Multilingual element indexing mechanism
Date | 2008/08/13 |
Contact(s) | fxprunayre |
Last edited | Timestamp |
Status | draft |
Assigned to release | to be determined |
Resources | Resource available |
Overview
Multilingual element indexing mechanism to allow index information with specific language parameters (stopwords list, analyzer). One index per language is created.
Metadata record have:
- one main language (for iso, fgdc, dc)
- some elements in multiple languages (only iso)

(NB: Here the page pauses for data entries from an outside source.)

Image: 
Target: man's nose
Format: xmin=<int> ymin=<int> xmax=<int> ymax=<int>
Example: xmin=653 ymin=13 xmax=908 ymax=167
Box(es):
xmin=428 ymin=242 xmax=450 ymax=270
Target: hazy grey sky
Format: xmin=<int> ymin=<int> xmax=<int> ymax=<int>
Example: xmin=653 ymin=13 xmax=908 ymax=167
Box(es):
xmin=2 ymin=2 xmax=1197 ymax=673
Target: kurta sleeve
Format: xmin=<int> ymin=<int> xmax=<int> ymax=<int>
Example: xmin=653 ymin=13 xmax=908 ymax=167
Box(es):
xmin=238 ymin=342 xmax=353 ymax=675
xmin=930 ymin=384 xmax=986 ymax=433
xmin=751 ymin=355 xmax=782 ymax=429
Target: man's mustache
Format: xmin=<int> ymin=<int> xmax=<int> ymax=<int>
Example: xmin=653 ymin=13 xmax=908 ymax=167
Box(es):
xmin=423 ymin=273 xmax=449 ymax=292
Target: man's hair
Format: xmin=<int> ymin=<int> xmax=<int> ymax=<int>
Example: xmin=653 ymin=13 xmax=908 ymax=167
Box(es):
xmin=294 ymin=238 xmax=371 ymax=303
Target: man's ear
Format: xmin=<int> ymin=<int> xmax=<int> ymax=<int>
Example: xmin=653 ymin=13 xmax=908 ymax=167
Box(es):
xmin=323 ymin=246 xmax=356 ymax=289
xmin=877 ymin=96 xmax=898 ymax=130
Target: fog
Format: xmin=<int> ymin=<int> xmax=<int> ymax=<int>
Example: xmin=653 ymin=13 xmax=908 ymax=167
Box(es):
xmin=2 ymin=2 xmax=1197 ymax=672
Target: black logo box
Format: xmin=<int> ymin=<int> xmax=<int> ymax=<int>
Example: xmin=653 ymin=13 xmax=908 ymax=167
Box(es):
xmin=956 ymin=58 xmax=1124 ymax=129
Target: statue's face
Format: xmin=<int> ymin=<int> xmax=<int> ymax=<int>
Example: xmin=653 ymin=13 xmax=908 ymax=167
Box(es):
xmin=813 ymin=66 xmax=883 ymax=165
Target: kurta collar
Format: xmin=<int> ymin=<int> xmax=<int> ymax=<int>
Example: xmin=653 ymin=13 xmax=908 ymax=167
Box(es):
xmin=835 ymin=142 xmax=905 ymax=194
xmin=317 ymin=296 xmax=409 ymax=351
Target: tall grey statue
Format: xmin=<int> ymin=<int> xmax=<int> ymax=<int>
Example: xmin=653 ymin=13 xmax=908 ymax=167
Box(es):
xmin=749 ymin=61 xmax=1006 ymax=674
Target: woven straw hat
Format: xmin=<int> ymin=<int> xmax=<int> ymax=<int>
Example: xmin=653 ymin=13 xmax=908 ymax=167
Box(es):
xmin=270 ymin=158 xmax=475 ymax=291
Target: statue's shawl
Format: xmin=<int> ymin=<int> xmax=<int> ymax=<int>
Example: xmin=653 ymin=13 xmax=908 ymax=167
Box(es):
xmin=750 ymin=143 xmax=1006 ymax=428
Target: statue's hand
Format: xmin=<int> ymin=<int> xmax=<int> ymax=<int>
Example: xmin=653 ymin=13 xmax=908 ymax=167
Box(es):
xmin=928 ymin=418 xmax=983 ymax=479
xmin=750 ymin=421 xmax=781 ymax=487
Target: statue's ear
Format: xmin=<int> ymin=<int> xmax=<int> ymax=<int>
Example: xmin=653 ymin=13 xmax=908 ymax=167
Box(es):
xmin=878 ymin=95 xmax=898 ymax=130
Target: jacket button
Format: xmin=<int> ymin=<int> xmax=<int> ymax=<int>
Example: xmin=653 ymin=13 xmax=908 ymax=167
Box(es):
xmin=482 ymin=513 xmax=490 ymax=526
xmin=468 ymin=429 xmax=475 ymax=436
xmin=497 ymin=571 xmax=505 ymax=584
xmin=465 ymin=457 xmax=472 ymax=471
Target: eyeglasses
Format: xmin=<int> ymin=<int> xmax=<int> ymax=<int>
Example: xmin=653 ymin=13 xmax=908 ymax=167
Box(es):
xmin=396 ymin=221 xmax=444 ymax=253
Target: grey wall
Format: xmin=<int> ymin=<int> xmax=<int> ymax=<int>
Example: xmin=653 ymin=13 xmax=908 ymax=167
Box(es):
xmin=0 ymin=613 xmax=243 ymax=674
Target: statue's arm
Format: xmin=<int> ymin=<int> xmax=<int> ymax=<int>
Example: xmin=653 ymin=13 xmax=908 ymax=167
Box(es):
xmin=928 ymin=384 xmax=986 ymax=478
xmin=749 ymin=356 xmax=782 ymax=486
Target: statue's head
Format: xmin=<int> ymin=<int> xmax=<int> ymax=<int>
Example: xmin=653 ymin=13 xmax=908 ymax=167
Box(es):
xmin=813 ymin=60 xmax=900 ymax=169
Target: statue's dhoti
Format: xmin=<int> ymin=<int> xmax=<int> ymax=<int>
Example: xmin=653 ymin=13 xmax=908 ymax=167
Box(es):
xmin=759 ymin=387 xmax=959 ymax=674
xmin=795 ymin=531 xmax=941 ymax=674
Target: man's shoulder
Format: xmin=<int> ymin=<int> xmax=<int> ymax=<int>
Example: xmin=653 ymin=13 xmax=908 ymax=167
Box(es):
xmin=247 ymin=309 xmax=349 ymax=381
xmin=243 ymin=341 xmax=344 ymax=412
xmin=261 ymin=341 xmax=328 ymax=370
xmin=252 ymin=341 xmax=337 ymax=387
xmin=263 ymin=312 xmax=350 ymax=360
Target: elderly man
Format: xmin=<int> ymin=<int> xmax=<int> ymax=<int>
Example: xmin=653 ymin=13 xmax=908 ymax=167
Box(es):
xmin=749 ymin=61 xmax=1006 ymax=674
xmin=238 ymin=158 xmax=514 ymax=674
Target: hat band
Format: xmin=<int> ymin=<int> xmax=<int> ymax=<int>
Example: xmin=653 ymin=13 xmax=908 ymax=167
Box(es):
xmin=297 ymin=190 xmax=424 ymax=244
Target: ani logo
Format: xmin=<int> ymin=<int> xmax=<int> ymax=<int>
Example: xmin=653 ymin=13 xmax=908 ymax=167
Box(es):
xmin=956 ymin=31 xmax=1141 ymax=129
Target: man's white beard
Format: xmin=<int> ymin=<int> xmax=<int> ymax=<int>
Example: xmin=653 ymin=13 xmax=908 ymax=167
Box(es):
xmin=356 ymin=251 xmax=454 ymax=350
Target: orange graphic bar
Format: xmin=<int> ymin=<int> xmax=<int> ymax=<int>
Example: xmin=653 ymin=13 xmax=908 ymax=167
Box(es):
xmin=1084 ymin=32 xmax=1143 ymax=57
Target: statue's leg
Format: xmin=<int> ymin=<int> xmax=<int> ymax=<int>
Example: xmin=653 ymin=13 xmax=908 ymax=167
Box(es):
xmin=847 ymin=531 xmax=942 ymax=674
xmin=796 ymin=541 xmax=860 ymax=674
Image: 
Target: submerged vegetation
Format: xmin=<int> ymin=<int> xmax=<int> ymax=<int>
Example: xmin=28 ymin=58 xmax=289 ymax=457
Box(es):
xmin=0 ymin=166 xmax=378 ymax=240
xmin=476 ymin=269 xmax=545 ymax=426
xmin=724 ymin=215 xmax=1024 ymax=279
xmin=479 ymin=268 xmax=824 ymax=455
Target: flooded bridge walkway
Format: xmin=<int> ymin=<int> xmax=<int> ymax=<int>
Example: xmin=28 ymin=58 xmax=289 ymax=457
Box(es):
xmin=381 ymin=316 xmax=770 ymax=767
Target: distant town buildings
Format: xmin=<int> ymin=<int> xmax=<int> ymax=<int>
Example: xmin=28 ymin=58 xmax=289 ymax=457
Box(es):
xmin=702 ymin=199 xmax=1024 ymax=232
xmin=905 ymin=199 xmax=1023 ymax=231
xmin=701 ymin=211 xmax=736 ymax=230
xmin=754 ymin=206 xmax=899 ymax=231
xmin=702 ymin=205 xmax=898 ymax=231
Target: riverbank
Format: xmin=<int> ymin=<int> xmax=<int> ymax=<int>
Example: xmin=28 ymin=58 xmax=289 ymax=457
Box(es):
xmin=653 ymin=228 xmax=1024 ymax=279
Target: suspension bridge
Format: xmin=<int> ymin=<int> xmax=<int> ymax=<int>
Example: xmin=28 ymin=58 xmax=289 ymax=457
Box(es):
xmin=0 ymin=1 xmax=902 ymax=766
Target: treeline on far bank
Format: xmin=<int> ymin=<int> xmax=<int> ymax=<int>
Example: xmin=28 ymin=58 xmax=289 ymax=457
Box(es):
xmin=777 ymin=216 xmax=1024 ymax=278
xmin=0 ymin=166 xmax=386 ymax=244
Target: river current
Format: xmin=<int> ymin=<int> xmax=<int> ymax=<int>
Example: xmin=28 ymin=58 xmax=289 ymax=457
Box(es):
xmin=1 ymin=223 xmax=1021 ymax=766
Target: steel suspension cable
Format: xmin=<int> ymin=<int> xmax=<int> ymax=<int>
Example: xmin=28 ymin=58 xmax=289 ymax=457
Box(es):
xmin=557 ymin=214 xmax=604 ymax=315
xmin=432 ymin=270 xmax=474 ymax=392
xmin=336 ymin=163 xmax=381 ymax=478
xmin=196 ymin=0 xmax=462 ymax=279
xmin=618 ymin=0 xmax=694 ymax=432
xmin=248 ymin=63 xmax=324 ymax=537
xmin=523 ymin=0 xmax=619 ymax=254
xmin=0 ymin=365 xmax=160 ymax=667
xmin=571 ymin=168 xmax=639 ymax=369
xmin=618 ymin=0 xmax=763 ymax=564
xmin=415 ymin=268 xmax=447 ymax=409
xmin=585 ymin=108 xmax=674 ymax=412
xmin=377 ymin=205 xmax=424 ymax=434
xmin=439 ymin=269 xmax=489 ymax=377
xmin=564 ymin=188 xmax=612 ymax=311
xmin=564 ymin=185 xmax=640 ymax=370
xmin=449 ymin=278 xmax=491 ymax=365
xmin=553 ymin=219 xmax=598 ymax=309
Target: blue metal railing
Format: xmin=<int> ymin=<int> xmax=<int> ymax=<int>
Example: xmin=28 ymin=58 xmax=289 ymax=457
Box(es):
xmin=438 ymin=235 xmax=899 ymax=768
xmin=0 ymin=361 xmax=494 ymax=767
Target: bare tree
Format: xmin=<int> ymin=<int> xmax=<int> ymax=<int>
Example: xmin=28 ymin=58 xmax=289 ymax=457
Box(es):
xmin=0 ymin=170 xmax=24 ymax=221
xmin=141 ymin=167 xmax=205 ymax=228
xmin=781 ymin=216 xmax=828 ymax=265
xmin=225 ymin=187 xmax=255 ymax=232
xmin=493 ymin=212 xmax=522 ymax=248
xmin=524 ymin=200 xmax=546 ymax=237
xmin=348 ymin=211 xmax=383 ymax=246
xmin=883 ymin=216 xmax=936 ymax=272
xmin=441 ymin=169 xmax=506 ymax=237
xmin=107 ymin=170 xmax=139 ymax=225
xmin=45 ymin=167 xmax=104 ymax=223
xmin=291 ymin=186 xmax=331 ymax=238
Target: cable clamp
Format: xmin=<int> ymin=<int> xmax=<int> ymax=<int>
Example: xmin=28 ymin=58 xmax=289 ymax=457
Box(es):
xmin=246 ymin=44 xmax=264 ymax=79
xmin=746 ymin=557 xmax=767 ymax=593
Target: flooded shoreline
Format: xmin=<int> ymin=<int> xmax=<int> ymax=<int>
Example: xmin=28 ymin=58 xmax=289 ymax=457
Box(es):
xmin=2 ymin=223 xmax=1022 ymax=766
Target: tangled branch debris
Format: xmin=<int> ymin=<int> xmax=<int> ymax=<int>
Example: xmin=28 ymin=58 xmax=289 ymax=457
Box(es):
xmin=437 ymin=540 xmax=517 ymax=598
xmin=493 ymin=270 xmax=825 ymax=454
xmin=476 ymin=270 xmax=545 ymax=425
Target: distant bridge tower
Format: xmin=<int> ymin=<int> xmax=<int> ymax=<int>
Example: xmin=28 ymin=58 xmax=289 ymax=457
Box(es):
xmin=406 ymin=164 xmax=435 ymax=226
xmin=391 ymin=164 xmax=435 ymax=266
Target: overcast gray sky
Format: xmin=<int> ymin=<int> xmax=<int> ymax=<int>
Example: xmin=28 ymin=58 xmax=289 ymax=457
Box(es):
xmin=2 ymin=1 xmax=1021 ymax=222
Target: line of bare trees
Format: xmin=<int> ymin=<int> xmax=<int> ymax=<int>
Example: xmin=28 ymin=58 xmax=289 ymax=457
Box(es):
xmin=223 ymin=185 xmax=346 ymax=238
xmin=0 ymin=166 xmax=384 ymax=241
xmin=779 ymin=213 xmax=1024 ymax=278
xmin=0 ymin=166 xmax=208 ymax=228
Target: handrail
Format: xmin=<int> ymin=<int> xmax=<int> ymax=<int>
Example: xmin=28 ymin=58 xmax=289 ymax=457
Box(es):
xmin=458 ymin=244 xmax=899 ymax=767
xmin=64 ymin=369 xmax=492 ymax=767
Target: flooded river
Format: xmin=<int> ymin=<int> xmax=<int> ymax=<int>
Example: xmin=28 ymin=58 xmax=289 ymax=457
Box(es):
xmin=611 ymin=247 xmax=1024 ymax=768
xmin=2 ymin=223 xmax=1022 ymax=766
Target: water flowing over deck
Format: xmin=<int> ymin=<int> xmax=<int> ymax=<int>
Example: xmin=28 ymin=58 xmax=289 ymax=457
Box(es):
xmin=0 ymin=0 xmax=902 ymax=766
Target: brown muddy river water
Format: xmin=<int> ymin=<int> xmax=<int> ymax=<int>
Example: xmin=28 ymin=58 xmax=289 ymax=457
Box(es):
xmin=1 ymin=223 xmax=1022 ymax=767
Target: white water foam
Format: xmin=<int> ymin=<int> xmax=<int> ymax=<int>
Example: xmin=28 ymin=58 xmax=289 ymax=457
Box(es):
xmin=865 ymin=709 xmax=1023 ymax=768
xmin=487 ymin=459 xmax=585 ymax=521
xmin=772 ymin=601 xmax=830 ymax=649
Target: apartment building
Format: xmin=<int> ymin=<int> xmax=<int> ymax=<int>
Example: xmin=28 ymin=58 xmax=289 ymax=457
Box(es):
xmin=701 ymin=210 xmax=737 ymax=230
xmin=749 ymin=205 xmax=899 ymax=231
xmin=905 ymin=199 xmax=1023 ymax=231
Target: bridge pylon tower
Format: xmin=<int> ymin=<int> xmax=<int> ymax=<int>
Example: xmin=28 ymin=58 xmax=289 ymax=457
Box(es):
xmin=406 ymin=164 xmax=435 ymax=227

In order to improve search result, a filter that replaces accented characters in the ISO Latin 1 character set (ISO-8859-1) by their unaccented equivalent. The case will not be altered (see org.apache.lucene.analysis.ISOLatin1AccentFilter).
Proposal Type
- Type: Index
- App: GeoNetwork
- Module: Lucene Index
Links
- Documents:
- Email discussions:
- Other wiki discussions:
Voting History
- Vote proposed by X on Y, result was +/-n (m non-voting members).
Motivations
Index multilingual catalogue and multilingual metadata with Lucene and improve index mechanism and search results.
Proposal
Index structure options:
- 1.one index for all languages
- 2.one index for all languages, with an extra language field so searches can be constrained to a particular language
- 3.separate indices for each language
Option 3 is choosen for the following:
- allow specific analyzer to be used for each language (stopword list, tokenizer, analyzer)
- allow to have catalogue content based on European and non european language
On index for each language is created in WEB-INF/lucene/nonspatial_{iso3 language code}.
When indexing a document :
- define which is the main language (ie. for iso defined in gmd:language)
- apply index-fields to extract non language specific information (eg. date, codelist) and information in default language.
- apply language-index-fields to extract non language specific information (eg. date, codelist) and for each other language declared in gmd:locale, extract language specific information.
A same document could be in different index. In some situation, a search could return duplicates so a DuplicateFilter is added to the search.
In general, if user search in a user interface in english, then english index is boost, to return on top information from that index.
For french and german, FrenchAnalyzer and GermanAnalyzer are used to write information to the index. If not a StandardAnalizer is used.
Known issue
- Sort by title option will not work properly when a record is found in an index and its title is not in that index.
Backwards Compatibility Issues
Risks
Participants
- Jesse
- Francois
More info
Option 1 is the option used by GeoNetwork :
- <language>fra
- <title>cours d'eau du canton de Genève
- <keyword>cours d'eau
- <any>fiume
- <any>rivers
- <any>cours d'eau
- <any>Geneva
- <any>canton
Requirements add an index field on the language.
Option 2 could allow Term search in one language: index fields structure for one document could be :
- <language>fra
- <title>cours d'eau du canton de Genève
- ...
- <title_eng>rivers in Geneva canton
- <title_ita>fiume en Geneva canton
- <keyword>cours d'eau
- <keyword_ita>fiume
- <any>fiume
- <any>rivers
- <any>cours d'eau
- <any>Geneva
- <any>canton
But for option 2, European and non european language (Chinese, Japanese, Korean) could be mixed in the indexed but search results could be inconsistent because of the analyser which have to be different. Storing field with a tag for lang will cause troubles on BooleanQuery creation Advanced Lucene functionnality could not be used (e.g. stop word list)
Using option3, the main language define in which index to store the record. Index content will be similar to option1 but specific Analyzer and language specific option could be set up. From a community perspective we should probably focus on an implementation of option 3 with a MultiSearcher support based on on index by language in order to improve support of multilingual catalogue. Option 3 will help implementation of « narrow your search » functionnality (stopword list, ...).
Allowing advanced functionnality is not used for now in GeoNetwork (Stop words, scoring over multiple language, multi analyzer support)..
Index
One index by language is created and specific language analyzer could be define (eg. FrenchAnalyzer, GermanAnalyzer provided by Lucene). Lucene index is stored in WEB-INF/lucene directory :
lucene +-- nonspatial_eng +-- nonspatial_fra +-- nonspatial_deu
Metadata indexing is done in default language using index-fields.xsl and multilingual content using language-index-fields.xsl which will extract all fragments to be stored in index.
More details on indexing mechanism MultilingualIndexMechanism .
Search
Search is done using a MultiSearcher (ie. in all index) and the index corresponding to GUI language is "boost" to be on top. A duplicate filter filter search result in order to not to have duplicate in results as one record will appear in more than on index.